Initialize the SageMaker runtime.

In [None]:
session = sage.Session()
role = get_execution_role()
sm_runtime = boto3.client("sagemaker-runtime")

## 2.3 Initialize the model

Retrieve the model package [Amazon Resource Name](https://docs.aws.amazon.com/IAM/latest/UserGuide/reference-arns.html) (ARN) for your model in the current region.

In [None]:
model_package_arn = get_model_package_arn(MODEL_ID, current_region)
print(f"Model package ARN: {model_package_arn}")

Create a model instance.

In [None]:
model = ModelPackage(
    role=role,
    model_package_arn=model_package_arn,
    sagemaker_session=session,
)

# 3 Real-time inference endpoint

## 3.1 Deploy real-time inference endpoint

The following step deploys the model endpoint to Sagemaker and may take up to 10 minutes.


In [None]:
print("Deploying " + MODEL_ID + " as real-time inference endpoint on " + ENDPOINT_INSTANCE + ".")
start_time_endpoint = time.time()
model.deploy(
    initial_instance_count=1,
    instance_type=ENDPOINT_INSTANCE,
    endpoint_name=MODEL_ID,
)
end_time_endpoint = time.time()
elapsed_time_endpoint = end_time_endpoint - start_time_endpoint
print(f"\nSuccessfully deployed {MODEL_ID} as real-time inference endpoint on {ENDPOINT_INSTANCE} in {str(elapsed_time_endpoint)} seconds.")
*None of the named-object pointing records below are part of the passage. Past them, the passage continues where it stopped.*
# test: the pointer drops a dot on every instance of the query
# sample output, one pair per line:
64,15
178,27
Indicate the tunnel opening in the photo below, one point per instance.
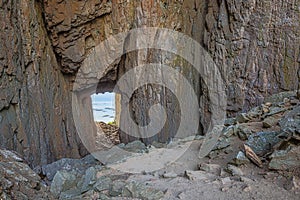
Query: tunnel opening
104,107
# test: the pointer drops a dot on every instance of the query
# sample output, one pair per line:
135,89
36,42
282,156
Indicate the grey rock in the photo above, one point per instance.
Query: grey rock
89,178
117,188
228,131
103,183
114,155
211,168
262,142
72,165
159,145
269,122
288,159
138,190
199,175
230,121
135,147
170,175
242,118
240,159
274,111
62,182
235,171
242,131
291,122
277,98
221,144
70,194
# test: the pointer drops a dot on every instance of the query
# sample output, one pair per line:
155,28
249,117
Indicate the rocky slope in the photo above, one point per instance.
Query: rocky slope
43,43
271,170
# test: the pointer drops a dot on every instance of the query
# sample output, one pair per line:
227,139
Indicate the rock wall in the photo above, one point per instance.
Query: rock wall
43,43
35,108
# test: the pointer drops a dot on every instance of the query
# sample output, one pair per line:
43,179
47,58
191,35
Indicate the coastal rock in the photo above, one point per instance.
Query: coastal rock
240,159
62,182
288,159
262,142
78,166
18,180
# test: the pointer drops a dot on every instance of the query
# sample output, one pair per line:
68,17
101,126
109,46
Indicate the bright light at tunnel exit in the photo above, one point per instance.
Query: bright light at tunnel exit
104,107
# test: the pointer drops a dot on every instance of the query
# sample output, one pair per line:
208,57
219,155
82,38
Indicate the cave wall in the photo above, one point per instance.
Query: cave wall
43,43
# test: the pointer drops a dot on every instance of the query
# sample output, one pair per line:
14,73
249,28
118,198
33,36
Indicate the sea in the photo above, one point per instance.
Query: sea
104,107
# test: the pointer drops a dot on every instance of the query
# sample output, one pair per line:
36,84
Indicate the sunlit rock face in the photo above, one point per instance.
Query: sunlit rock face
255,45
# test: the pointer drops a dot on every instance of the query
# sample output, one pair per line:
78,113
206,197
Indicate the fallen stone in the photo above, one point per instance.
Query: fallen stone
242,118
243,132
288,159
291,123
103,183
230,121
18,180
221,144
211,168
170,175
159,145
269,122
235,171
138,190
274,111
269,104
294,102
198,175
89,178
262,142
117,188
240,159
114,155
228,131
226,180
247,188
62,182
252,156
78,166
135,147
277,98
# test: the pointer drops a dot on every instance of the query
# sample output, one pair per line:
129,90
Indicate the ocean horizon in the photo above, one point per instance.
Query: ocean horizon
103,107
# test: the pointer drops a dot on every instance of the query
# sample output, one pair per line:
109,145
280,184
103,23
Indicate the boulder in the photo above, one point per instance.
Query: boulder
18,180
137,190
278,98
78,166
269,122
262,142
62,182
288,159
240,159
242,118
291,123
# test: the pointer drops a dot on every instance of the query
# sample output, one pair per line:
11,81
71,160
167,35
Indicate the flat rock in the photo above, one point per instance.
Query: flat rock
269,122
138,190
72,165
242,118
199,175
235,171
62,182
286,159
262,142
211,168
240,159
277,98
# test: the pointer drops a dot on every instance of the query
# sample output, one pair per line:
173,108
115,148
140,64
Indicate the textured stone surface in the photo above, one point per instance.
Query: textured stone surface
18,181
43,43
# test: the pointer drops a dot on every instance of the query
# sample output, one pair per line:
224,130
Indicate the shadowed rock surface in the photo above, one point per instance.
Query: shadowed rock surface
43,43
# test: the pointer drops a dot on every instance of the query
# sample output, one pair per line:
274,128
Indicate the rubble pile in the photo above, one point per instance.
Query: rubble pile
270,133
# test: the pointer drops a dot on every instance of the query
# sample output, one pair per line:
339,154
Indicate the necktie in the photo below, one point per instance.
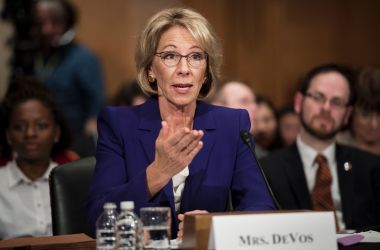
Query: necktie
321,194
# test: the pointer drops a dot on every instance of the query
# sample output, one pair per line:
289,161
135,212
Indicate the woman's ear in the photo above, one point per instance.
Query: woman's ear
8,138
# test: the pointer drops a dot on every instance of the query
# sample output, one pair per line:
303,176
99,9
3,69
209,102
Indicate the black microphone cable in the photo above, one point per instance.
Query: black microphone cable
247,140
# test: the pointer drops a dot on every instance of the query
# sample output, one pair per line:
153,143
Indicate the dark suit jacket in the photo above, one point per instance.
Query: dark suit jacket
126,146
359,187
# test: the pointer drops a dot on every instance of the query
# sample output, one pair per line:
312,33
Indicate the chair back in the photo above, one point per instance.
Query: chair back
68,187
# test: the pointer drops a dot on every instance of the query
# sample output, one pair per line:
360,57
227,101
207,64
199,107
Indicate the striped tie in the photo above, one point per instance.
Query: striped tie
321,194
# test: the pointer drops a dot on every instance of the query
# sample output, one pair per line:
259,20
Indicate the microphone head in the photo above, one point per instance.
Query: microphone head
246,136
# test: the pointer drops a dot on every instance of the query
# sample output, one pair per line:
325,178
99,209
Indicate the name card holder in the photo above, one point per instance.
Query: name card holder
285,230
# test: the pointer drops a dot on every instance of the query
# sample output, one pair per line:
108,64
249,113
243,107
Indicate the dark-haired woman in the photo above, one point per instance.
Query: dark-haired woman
35,131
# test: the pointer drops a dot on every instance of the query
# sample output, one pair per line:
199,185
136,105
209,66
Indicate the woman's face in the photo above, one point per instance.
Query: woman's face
32,131
180,84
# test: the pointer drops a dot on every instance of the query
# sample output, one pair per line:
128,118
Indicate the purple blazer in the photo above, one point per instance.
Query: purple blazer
126,146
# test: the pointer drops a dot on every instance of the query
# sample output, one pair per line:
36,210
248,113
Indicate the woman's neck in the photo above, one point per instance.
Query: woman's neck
370,147
33,169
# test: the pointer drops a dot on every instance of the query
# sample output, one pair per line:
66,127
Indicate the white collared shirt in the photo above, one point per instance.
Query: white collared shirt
178,186
308,155
24,204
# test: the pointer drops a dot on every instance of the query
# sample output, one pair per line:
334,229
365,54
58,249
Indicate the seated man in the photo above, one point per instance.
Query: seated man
315,172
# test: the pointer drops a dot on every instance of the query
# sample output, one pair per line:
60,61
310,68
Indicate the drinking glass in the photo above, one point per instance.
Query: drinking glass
156,226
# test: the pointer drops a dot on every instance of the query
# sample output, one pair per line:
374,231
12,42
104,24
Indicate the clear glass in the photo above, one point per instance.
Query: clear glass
128,231
105,228
156,227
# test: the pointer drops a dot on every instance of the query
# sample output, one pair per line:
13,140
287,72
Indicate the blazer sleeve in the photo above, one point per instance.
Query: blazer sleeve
111,182
249,190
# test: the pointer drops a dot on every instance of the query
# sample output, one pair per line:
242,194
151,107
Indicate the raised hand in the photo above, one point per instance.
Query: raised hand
175,149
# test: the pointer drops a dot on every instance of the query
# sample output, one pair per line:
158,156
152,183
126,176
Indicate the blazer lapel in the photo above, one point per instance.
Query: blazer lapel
297,179
203,121
345,178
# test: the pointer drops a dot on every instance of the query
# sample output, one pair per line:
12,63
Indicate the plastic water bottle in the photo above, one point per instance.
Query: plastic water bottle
128,228
105,228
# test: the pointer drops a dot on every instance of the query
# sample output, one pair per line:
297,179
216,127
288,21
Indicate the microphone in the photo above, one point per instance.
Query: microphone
245,135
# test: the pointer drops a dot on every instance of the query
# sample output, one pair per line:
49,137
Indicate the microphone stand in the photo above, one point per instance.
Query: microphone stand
247,140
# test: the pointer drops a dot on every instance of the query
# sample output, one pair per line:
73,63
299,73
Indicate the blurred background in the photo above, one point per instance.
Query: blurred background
269,44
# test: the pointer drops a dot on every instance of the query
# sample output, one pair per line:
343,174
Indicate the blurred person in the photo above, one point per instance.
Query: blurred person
175,150
70,70
129,94
238,95
315,172
364,129
35,135
265,127
289,125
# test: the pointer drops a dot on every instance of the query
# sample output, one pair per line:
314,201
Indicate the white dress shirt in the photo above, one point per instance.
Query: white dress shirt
178,186
308,155
24,204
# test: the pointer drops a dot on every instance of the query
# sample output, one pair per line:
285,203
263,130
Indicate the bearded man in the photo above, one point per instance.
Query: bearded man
317,173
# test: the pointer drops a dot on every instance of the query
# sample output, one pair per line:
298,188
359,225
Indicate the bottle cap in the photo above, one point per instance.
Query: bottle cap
127,205
109,205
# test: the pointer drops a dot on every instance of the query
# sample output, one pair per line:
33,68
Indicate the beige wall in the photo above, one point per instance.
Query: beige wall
5,53
269,43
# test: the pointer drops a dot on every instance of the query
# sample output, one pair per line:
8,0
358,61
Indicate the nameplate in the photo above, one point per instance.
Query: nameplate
285,231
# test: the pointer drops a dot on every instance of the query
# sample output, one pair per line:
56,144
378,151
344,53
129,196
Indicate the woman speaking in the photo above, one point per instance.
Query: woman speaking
175,150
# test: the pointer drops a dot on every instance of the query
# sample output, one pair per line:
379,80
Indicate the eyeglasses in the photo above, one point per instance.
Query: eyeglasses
321,100
194,59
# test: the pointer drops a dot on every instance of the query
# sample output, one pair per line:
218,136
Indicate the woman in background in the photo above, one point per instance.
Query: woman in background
35,132
364,129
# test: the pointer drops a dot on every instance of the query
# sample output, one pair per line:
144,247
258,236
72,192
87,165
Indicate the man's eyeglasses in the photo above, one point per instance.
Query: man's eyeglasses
194,59
321,100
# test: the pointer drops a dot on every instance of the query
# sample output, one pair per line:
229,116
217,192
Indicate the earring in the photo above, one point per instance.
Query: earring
151,79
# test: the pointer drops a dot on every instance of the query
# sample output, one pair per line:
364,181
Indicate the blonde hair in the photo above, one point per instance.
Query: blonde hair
201,30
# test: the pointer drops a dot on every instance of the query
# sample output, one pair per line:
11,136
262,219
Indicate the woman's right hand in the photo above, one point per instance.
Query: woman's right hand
175,149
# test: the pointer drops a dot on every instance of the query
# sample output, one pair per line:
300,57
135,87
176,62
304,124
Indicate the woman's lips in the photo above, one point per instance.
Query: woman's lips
182,88
31,146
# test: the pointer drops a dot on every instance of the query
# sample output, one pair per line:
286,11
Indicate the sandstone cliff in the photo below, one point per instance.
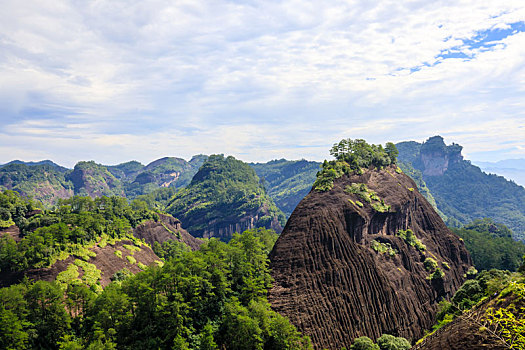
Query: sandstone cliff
334,286
166,229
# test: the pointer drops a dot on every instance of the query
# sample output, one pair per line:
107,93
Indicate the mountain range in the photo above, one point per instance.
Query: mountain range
459,191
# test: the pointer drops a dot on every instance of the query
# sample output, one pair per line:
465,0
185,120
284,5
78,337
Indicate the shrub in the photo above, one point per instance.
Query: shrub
120,275
411,239
364,343
430,264
389,342
436,275
383,248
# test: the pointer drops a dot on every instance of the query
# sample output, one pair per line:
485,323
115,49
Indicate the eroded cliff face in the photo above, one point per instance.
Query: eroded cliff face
224,228
165,229
334,286
436,157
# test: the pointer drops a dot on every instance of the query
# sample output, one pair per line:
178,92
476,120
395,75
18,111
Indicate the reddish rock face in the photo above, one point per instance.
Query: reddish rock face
334,287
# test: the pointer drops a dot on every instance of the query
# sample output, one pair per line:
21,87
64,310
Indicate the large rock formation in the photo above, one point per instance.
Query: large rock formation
334,286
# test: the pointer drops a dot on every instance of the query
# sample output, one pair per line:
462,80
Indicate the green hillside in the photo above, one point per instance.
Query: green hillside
48,182
287,181
42,181
462,192
225,196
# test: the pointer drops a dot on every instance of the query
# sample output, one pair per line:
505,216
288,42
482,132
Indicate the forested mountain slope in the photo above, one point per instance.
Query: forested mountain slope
47,182
287,181
224,197
461,190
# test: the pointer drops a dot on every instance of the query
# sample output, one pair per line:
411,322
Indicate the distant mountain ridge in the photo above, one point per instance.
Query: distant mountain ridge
225,196
511,169
47,181
462,192
443,177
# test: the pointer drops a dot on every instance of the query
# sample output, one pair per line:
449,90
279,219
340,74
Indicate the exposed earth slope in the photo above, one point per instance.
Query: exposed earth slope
224,197
461,190
345,267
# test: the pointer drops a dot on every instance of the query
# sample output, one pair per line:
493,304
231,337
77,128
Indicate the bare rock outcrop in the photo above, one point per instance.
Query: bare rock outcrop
165,229
334,286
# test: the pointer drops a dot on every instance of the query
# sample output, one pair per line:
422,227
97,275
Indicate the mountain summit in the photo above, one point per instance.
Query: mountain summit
365,256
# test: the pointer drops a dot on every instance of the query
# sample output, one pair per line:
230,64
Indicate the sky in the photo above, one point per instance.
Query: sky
114,81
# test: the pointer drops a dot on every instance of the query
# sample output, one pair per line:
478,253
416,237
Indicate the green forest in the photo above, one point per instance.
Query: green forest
208,299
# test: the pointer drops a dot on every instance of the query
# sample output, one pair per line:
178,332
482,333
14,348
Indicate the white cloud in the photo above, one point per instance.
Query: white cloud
255,79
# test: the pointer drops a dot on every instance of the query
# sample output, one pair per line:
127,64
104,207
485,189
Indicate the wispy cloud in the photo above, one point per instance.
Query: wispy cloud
119,80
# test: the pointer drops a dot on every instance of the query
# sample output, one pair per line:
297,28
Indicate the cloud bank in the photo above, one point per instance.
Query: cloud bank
120,80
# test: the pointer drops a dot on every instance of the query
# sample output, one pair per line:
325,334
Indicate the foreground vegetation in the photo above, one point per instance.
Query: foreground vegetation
491,245
213,298
503,318
72,227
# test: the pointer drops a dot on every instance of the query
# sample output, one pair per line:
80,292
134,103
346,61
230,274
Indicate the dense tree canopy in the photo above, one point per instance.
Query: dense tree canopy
67,229
353,155
213,298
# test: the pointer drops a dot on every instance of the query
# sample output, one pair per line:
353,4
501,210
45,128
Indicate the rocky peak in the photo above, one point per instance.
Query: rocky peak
355,261
436,157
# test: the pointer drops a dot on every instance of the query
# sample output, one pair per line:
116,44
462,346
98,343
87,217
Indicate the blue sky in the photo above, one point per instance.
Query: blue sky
119,80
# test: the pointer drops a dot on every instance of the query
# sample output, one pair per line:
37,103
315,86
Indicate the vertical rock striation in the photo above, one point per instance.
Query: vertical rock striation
334,286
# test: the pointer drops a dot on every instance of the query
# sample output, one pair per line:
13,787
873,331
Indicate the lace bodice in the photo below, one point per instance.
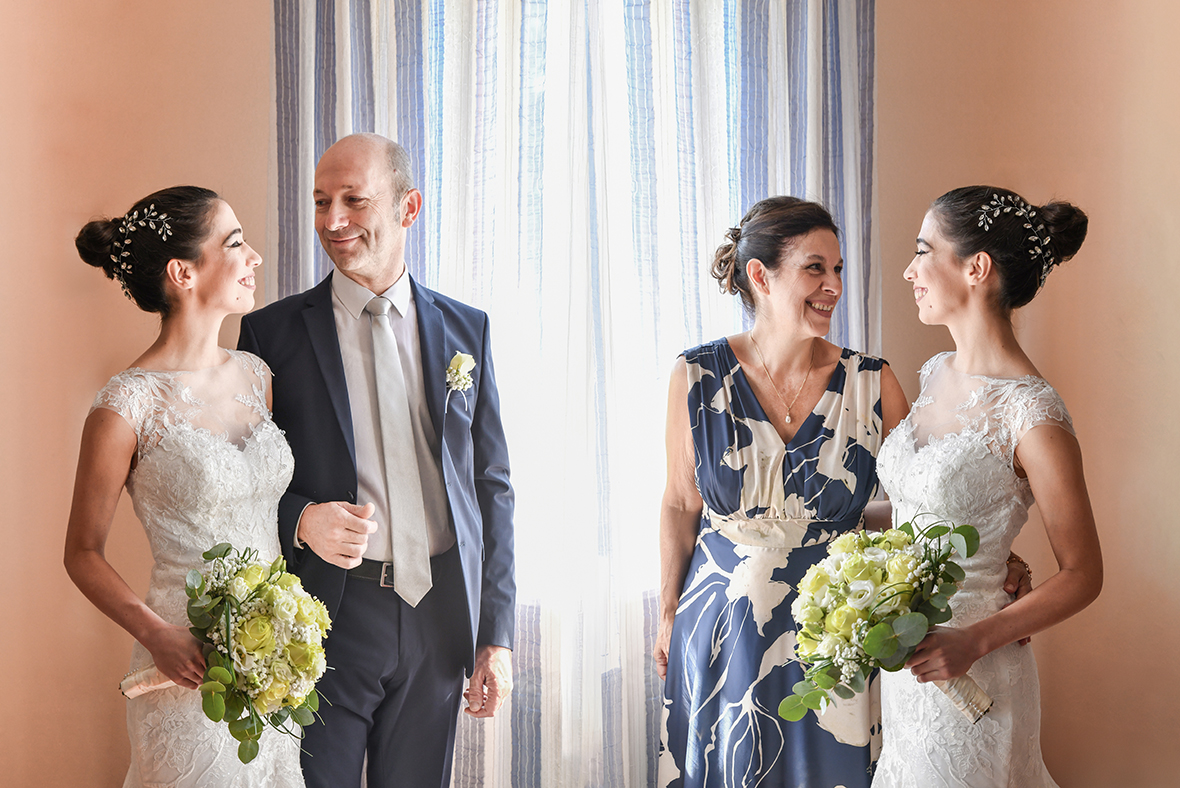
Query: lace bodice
210,467
952,458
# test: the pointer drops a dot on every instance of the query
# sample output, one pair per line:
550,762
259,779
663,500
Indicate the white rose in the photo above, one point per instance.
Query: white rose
286,608
876,555
831,644
240,589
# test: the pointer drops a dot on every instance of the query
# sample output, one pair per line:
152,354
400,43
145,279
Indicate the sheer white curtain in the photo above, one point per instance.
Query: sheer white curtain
579,161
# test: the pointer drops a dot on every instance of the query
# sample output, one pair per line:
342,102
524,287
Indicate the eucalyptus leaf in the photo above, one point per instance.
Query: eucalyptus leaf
936,531
214,706
880,642
235,704
792,708
201,619
825,681
815,700
971,536
248,750
240,729
897,658
910,629
844,691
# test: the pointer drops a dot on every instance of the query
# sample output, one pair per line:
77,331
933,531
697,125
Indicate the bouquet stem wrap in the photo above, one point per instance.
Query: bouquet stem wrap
145,680
967,696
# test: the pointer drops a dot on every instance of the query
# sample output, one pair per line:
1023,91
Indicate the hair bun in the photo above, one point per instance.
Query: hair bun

## 3.2 Invoke text embedding endpoint

If you deployed a text embedding model endpoint, the following code invokes the endpoint on a sample input texts, which is a batch of two queries.  For an explanation of possible parameters, see the "Usage Information" section of the specific listing page for your model the [AWS Marketplace](https://aws.amazon.com/marketplace/seller-profile?id=c9032c7b-70dd-459f-834f-c1e23cf3d092).  Of particular interest is the `input_type` parameter.  For retrieval tasks, `input_type` should be set to "query" if the input text are queries and set to "document" if the input text are documents.  You can read more about the `input_type` parameter [here](https://docs.voyageai.com/docs/faq#when-and-how-should-i-use-the-input_type-parameter).

In [None]:
# Example embedding input data
input_embedding = '''{
    "input": ["Sample text 1", "Sample text 2"],
    "input_type": "query",
    "truncation": "true"
  }'''

print("Example input data for embedding model endpoint:")
print(input_embedding)

response = sm_runtime.invoke_endpoint(
    EndpointName=model.endpoint_name,
    ContentType="application/json",
    Accept="application/json",
    Body=input_embedding
)

print("\nEmbedding endpoint response:")
response = json.load(response["Body"])
pp3.pprint(response)

## 3.3 Invoke text embedding endpoint in batches

When you have many, say, *n* documents, you can vectorize each of them with a `for` loop. This will often result in many requests. Alternatively, you can send requests consisting of batches of documents to reduce the number of requests to the API endpoint. We give an example below with a dataset of *n*=10 documents. 

In [None]:
documents = [
    "The future of quantum computing in cryptographic applications.",
    "The application of neural networks in autonomous vehicle systems.",
    "Analyzing the role of big data in personalized healthcare solutions.",
    "The evolution of cloud computing in enterprise software development.",
    "Assessing the impact of IoT on smart city infrastructure.",
    "The potential of edge computing for real-time data processing.",
    "Evaluating the effectiveness of AI in fraud detection systems.",
    "Challenges and opportunities in developing ethical AI algorithms.",
    "The integration of 5G technology in enhancing IoT connectivity.",
    "Advancements in biometric authentication methods for secure transactions."
]

The following code demonstrates how to group the documents into batches and invoke the endpoint repeatedly to vectorize the whole dataset.  Specifically, the example code loops over the 10 documents in batches of size 5 (i.e., `batch_size`=5).

In [None]:
if model_is_text_embedding(MODEL_ID):
	encoded_data = []
	batch_size = 5
	
	# Loop over the documents in increments of the batch size
	for i in range(0, len(documents), batch_size):
	    input = json.dumps({
	        "input": documents[i:i+batch_size],
	        "input_type": "document",
	        "truncation": "true"
	    })
	    
	    response = sm_runtime.invoke_endpoint(
	        EndpointName=model.endpoint_name,
	        ContentType="application/json",
	        Accept="application/json",
	        Body=input,
	    )
	
	    response = json.load(response["Body"])
        
        # Concatenating vectors into a single list; preserve original index
	    encoded_data.extend({"embedding": data[1]["embedding"], "index": data[0] } for 
                            data in zip(range(i,i+batch_size), response["data"]))
	
	# Print the response data
	pp2.pprint(encoded_data)

## 3.4 Terminate endpoint (to avoid unnecessary charges)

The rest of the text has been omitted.